32. Ele estabelece, como princípio, que não podemos
verificar em nós e em torno de nós senão a matéria; que nada existe sem ela;
que o poder criador reside em seu seio e que pelo seu estudo é que o filósofo
pode tudo explicar. Discorre, complacentemente, sobre as provas que a ciência
forneceu a respeito dessa grande frase de Lavoisier: “nada se cria, nada se
perde”. A balança demonstra que, em suas transformações, os corpos se
decompõem, mas os átomos que os constituem podem reencontrar-se integralmente
em outras combinações. Ou, dito por outra forma, não se cria matéria. O corpo
do homem rejeita o que nutre a planta; a planta transforma o ar, que nutre o
animal; o animal nutre o homem, e os seus resíduos, levados pelo ar à
superfície da terra vegetal, renovam e entretêm a vida das plantas. Todos os
mundos: vegetais, minerais, animais, se unem, se penetram, se confundem e
transmitem a vida por um movimento que é dado ao homem verificar e compreender.
Eis por que – diz ele – “a circulação da matéria é a alma do Mundo”.
33. Essa matéria, que nos aparece sob aspectos tão
diversos, que se transforma em tão múltiplos avatares, é, entretanto, sempre a
mesma. Como essência é imutável, eterna. Moleschott faz notar que é ela
inseparável de uma de suas propriedades: a força. Não concebe uma sem a outra.
Não pode admitir que a força exista independente da matéria, ou vice-versa. Daí
conclui que as forças designadas sob os nomes de Deus, alma, vontade,
pensamento etc. são propriedades da matéria. Segundo ele, acreditar que essas
forças possam ter uma existência real é cair num erro ridículo. Ouçamo-lo:
“Seria uma ideia absolutamente sem significação a de que uma força pairasse
acima da matéria e pudesse, à vontade, casar-se com ela. As propriedades do
azoto, do carbono, do hidrogênio, do oxigênio, do enxofre, do fósforo, residem
em si de toda a eternidade.”
34. Em face disso, entende Moleschott, a força vital, a
ideia diretriz, a alma não passam de modificações da matéria, de alguns dos
seus aspectos particulares. A matéria, por toda parte e sempre, sob infinita
variedade de formas, não é mais que a combinação físico-química dos elementos.

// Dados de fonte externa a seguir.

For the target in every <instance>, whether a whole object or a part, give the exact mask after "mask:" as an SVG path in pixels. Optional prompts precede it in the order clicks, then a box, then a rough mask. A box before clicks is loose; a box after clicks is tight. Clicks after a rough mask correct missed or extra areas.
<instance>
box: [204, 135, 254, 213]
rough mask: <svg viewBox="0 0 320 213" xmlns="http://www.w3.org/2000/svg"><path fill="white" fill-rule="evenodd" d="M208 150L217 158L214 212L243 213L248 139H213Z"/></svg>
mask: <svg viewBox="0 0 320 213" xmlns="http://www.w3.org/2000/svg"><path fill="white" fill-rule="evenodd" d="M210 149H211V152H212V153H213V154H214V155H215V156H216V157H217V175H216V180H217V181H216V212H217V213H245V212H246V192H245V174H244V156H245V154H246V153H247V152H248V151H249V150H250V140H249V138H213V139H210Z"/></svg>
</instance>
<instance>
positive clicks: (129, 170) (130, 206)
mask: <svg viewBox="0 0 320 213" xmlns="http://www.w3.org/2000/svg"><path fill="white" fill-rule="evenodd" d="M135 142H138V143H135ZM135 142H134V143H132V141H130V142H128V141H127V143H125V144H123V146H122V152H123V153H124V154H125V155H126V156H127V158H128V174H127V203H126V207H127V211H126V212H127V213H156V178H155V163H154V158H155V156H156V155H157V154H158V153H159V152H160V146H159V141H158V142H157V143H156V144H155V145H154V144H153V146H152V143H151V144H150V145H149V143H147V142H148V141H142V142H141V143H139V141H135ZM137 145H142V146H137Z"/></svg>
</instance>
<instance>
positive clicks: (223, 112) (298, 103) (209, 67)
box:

Tais são, em suas grandes linhas, as primeiras afirmações de Moleschott. Serão
exatas? É o que verificaremos.
Respostas às
questões preliminares
A. Que
concepção acerca da natureza humana tinham os antigos?
Eles imaginavam que o homem fosse composto de dois
elementos distintos: a alma e o corpo, e basearam assim, nessa dualidade, todas
as deduções da filosofia. (O Espiritismo
perante a Ciência, Primeira Parte, Cap. I.)
B. Quais as
ideias gerais da escola neoplatônica a respeito da alma?
Os neoplatônicos admitiam a preexistência da alma e a
necessidade do seu regresso à Terra. Achavam o homem incapaz de adquirir, de
uma só vez, a soma dos conhecimentos que o elevasse a uma condição superior, e
defenderam essa nobre doutrina, com coragem e audácia sem iguais, contra os
sectários do Cristianismo nascente. (Obra citada, Primeira Parte, Cap. I.)
C. Que
contribuição para a Ciência devemos ao gênio de Bacon?
Bacon, fatigado com as disputas dos escolásticos que se
esgotavam em discussões estéreis, atraiu as atenções para o estudo da natureza.
Criou-se com ele a ciência indutiva. Bacon recomendou, antes de tudo, a ordem e
a classificação nas pesquisas: quis que a filosofia saísse de seus antigos
limites; abriu um campo novo às investigações e sugeriu a observação como o
mais seguro meio de se chegar à verdade. (Obra citada, Primeira Parte, Cap. I.)